Supremo mantém preso bacharel acusado de estelionato

O Supremo Tribunal Federal arquivou pedido de Habeas Corpus do bacharel em direito Marcelo dos Santos Novato, acusado de roubo e estelionato. Preso desde outubro de 2006, ele pedia para aguardar o julgamento em liberdade provisória. A decisão é da ministra Cármen Lúcia.

Segundo a defesa, caso Marcelo viesse a ser condenado, já teria cumprido integralmente sua pena, “levando-se em conta que a pena de tentativa de estelionato é de quatro a oito meses de prisão, sem contar o regime, e ele está preso há mais de seis meses”.

O Tribunal de Justiça de Minas Gerais trancou a ação penal em relação ao roubo, mas negou a liberdade provisória. Um novo pedido de HC foi indeferido no Superior Tribunal de Justiça. A defesa também tentou, sem êxito, transferir o condenado que possui nível superior para uma prisão especial.

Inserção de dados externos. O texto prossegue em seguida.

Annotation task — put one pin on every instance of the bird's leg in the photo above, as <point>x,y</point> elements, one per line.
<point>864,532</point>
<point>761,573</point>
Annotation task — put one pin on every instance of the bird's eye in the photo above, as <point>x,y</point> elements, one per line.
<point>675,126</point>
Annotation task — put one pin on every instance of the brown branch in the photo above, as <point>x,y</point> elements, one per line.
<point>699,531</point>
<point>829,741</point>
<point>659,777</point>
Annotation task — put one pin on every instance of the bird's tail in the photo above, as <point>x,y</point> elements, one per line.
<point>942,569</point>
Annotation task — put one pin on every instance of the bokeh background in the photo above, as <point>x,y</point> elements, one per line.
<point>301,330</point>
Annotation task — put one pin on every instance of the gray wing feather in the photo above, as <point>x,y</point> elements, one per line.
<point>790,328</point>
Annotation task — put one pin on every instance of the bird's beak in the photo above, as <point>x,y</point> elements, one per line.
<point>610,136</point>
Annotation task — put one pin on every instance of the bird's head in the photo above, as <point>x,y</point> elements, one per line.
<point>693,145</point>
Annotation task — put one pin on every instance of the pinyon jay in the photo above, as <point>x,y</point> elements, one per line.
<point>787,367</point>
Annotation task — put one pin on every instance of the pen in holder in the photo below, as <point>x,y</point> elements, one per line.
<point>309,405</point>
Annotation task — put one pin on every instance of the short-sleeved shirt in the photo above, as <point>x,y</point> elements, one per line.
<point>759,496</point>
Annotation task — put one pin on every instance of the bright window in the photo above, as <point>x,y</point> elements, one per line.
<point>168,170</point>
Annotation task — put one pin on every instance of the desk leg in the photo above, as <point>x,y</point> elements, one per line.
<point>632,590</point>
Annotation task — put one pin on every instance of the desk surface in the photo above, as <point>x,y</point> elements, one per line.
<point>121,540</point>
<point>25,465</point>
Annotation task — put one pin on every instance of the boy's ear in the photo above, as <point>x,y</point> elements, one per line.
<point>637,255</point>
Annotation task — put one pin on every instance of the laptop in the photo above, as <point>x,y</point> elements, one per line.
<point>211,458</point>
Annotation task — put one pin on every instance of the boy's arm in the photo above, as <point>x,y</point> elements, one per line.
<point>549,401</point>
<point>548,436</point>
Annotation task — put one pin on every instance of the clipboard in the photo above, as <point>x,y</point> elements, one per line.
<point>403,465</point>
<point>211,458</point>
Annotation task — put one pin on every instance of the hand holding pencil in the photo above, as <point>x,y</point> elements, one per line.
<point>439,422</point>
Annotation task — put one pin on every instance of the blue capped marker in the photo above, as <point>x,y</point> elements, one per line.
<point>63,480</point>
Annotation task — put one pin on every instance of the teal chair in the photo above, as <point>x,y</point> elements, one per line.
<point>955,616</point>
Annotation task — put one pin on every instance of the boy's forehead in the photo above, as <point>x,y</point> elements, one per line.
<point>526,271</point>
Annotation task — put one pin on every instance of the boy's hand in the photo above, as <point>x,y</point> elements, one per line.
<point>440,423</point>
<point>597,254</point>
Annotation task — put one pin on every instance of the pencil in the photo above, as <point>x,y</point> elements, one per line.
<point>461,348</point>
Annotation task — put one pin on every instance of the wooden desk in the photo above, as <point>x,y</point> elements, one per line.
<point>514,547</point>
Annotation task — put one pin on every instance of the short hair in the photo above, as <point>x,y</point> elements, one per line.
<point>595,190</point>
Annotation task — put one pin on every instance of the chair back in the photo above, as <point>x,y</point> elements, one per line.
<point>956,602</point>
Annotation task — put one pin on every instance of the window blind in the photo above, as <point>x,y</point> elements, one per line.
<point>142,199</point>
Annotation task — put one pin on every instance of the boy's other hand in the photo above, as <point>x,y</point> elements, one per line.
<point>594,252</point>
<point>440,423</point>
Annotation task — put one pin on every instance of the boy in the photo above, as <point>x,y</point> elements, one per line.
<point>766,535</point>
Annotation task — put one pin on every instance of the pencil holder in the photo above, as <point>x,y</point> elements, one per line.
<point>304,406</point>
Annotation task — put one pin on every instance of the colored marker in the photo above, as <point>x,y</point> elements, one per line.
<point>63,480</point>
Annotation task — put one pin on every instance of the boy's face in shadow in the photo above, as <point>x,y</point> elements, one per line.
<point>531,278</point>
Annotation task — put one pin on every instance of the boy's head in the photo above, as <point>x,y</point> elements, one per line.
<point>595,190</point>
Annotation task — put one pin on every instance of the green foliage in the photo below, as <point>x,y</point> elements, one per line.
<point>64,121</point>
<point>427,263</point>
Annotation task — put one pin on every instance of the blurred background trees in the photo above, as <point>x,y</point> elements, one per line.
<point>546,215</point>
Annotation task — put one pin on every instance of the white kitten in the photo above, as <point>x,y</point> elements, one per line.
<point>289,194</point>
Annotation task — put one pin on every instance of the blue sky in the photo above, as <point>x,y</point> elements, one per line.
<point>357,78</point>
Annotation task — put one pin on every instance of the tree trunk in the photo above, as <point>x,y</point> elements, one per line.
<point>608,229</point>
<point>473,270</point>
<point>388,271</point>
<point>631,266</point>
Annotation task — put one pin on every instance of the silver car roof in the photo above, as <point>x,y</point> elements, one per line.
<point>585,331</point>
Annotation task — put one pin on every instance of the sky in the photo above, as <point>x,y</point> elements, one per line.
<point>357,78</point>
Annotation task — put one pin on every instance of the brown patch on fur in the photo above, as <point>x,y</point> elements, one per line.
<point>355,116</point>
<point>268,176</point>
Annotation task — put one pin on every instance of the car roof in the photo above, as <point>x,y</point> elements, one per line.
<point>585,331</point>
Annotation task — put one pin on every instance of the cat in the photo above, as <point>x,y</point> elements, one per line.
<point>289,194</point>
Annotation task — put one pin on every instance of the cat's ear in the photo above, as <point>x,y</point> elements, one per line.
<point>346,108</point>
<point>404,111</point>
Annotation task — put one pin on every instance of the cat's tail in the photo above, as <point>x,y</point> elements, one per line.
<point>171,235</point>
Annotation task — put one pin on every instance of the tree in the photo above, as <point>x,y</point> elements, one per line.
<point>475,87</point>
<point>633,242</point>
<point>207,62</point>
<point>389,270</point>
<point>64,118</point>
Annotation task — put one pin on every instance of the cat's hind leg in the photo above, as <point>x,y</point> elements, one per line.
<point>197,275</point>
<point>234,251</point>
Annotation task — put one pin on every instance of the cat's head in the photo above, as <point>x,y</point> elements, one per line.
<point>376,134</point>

Para a relatora, o pedido não pode ter seguimento porque Vara Criminal de Ouro Preto e o Tribunal de Justiça de Minas Gerais não têm os seus atos judiciais sujeitos à apreciação direta e originária do Supremo, por meio de HC.

“A matéria não comporta discussão mínima, pois a regra de competência constitucional é expressa e, para os fins de julgamento válido, não possibilita extensão”, disse Cármen Lúcia. Ela afirmou que a decisão questionada é monocrática e tem natureza precária, portanto sem conteúdo definitivo.

A Súmula 691, do STF, possível em casos excepcionais, “não há de ter aplicação ao caso em pauta, pois não se demonstra ilegalidade flagrante ou afronta a princípios constitucionais ou legais na decisão questionada”, entendeu a ministra.